All of which might sound pointless and hopelessly nerdy to some readers, but Soderbergh’s edit is strangely fascinating to look at. The shower scene, for instance, is given a horrifying new power by intercut colour and black and white shots of Jamie Lee Curtis and Anne Heche meeting the same grisly fate at the hands of crazy Norman Bates.

The reason I find Psychos so interesting is that by taking apart and putting back together Alfred Hitchcock’s classic film, Steven Soderbergh shows us how it works and why it’s so very, very good. In a way, Gus Van Sant was doing exactly the same thing with his 1998 film – remaking Psycho in order to reveal its perfection.

Psycho is an odd film, no question about it, a masterpiece constructed at speed using the hack language of B-movies. And while in ways it’s totally untypical of the great director’s output, you could also argue that it’s quintessential Hitch, the purest and most uncompromised expression of his perverse genius.

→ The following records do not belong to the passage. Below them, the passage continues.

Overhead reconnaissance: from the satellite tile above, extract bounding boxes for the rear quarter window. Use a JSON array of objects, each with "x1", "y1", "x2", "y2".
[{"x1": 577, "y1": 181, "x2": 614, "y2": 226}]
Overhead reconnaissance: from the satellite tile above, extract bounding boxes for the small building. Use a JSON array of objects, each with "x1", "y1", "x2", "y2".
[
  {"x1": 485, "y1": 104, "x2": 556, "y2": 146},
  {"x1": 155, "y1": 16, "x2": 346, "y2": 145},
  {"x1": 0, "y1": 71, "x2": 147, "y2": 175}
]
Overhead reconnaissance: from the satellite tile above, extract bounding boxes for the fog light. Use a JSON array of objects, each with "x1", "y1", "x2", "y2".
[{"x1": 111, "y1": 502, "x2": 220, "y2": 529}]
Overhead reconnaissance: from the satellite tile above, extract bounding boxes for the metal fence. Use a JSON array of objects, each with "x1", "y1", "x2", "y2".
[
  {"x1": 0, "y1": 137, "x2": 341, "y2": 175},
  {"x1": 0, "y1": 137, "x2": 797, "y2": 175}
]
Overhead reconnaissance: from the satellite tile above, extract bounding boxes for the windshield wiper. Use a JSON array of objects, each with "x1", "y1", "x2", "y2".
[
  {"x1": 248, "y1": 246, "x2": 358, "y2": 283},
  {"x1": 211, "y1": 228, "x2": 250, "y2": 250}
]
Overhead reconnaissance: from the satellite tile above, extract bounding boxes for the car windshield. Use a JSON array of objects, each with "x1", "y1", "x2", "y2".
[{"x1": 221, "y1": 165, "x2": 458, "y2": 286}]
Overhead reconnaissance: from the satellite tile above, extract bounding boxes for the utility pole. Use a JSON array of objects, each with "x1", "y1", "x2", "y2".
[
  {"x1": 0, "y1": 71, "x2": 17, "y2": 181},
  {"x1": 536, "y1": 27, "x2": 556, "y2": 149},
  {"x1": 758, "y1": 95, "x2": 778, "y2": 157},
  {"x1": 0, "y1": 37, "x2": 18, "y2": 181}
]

It was uncompromised because Hitchcock was forced to make the film alone and using his own money after Paramount had refused to back the project. It was a huge risk, because the tone and content of Psycho were unlike anything seen in mainstream cinema to that point and could conceivably have destroyed Hitchcock’s career and reputation.

Instead, they enhanced it, and make one wonder what other weird and wonderful films he might have dreamt up if he’d managed to free himself from studio constraints earlier.

He stumbled on the idea by chance. In 1959 a Paramount project called No Bail for the Judge had fallen through when its star, Audrey Hepburn, became pregnant. Hitch was bored, restless and desperate for a new idea when his assistant, Peggy Robertson, handed him a copy of Robert Bloch’s novel, Psycho.